Service notice: Several of our team members are on vacation so service will be slow through at least July 13th, possibly longer depending on how much backlog accumulates during that time. This means that for a while it may take us more time than usual to answer your questions. Thank you for your patience.

Why is converting from fastq to uBAM nesessary before preprocessing?

Hi Everyone,

I am brand new to this so please go easy on me. I have just taken over a project where we are going to be doing variant calling on a large number of human samples. I have inherited a number of scripts that are at least a few years old. I decided I wanted to follow the GATK best practices while noting the differences between the them and the scripts I have. I'm currently trying to push a single family (5 individuals) through the pipeline before applying it to all of the other samples I have.

So, first of all, all of my raw data is stored as paired-end reads in fastq format, I have no uBAM files available to me. According to the data pre-processing for variant discovery steps, the "reference implementations expect the read data to be input in unmapped BAM (uBAM) format. Conversion utilities are available to convert from FASTQ to uBAM." So the first thing I did was use FastqToSam to do the conversion yesterday. This is not an insignificant task, I ran each sample for my test family in parallel and it took roughly 5 hours.

I understand the benefit of using uBAM from the get-go (keeping some metadata that is discarded in fastq as described here: https://gatkforums.broadinstitute.org/gatk/discussion/5990/what-is-ubam-and-why-is-it-better-than-fastq-for-storing-unmapped-sequence-data), but I don't see the benefit of doing this conversion if the first step of the alignment is to convert this uBAM back to fastq before running bwa mem and samtools view. The next step would be to use MergeBamAlignments to merge the mapped and unmapped alignments which I guess I couldn't do if I did not do the original fastq->uBAM conversion.

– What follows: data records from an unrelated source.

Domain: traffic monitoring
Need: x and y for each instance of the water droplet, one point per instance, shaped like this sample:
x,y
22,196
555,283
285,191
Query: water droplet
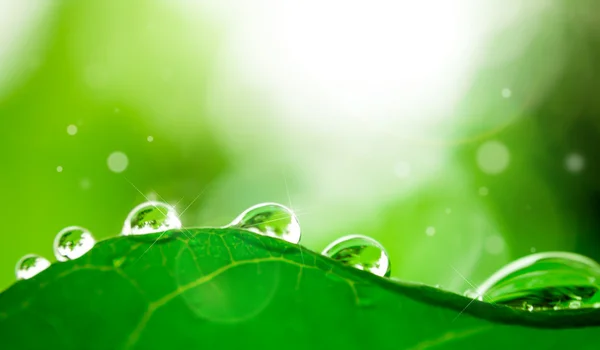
x,y
575,162
361,252
430,231
117,162
30,265
72,242
469,293
270,219
151,217
483,191
72,129
550,280
494,244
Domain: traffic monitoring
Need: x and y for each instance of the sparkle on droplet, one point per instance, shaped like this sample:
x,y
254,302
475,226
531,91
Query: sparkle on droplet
x,y
270,219
151,217
550,280
361,252
30,265
72,129
72,242
117,162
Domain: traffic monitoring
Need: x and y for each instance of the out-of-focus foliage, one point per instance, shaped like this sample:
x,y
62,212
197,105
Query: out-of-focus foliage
x,y
460,141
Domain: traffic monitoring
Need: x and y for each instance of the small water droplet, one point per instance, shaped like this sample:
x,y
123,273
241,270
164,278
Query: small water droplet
x,y
117,162
270,219
469,293
550,280
72,242
30,265
484,191
72,129
430,231
361,252
151,217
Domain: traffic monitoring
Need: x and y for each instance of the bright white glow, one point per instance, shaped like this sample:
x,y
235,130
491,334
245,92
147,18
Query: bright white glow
x,y
117,162
402,170
72,129
493,157
575,163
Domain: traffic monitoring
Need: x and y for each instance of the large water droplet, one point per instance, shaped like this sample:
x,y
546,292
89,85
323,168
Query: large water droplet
x,y
72,242
545,281
361,252
30,265
151,217
270,219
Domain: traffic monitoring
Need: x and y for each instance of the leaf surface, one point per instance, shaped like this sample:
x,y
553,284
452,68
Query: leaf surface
x,y
227,289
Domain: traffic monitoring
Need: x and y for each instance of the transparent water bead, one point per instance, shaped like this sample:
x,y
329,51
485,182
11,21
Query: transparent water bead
x,y
361,252
72,242
270,219
30,265
545,281
151,217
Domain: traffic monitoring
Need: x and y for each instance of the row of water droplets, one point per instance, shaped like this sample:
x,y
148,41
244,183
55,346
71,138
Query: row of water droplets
x,y
269,219
543,281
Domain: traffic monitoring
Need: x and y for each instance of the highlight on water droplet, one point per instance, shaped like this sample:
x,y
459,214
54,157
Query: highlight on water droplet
x,y
270,219
72,242
151,217
361,252
30,265
545,281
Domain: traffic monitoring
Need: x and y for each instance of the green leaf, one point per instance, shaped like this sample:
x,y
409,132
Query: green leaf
x,y
226,289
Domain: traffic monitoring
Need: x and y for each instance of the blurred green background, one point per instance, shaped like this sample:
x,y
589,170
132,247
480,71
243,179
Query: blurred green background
x,y
461,135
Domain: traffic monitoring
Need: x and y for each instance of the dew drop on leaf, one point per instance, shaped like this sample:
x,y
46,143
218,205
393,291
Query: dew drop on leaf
x,y
545,281
270,219
30,265
151,217
361,252
72,242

Basically, my question is if the initial conversion from fastq to uBam is necessary or even recommended in this case. I don't see how it could have any added benefit and converting from and to fastq will incur a significant overhead. For what it's worth, the script I inherited simply ran 'bwa mem' on the paired-end reads and piped the output into 'samtools view -bh' to create the aligned BAM file. From here they would move on to the marking of duplicates. If I don't convert to uBAM and then skip the MergeBamAlignments, will that have an impact on me being able to apply the best practices down the line? I want to stick as close to the best practices as I possibly can, but If I can cut out some unnecessary computation time then that would be great.

Thanks!

Best Answers

Answers

  • Thanks for answering.

    So the fact that I'm converting from fastq to uBAM in the first place doesn't affect this at all? I would've thought that a lot of the important metadata would've already been lost since I don't have access to the BAM files straight from illumina. However, what you are saying sounds like it would still be worthwhile and would not be possible without first converting the fastq files to uBAM.

    Again, I am very new to this so I don't exactly have all of the background knowledge. Thanks again for answering.

  • SkyWarriorSkyWarrior TurkeyMember

    You can map your reads to your reference using bwa. you don't need to have anything from illumina other than your raw reads or raw basecalls. So generating unmapped bam and merging that to the first alignment from bwa is to restore all the information and add metadata on the alignment file. After that just continue with merged aligned file only.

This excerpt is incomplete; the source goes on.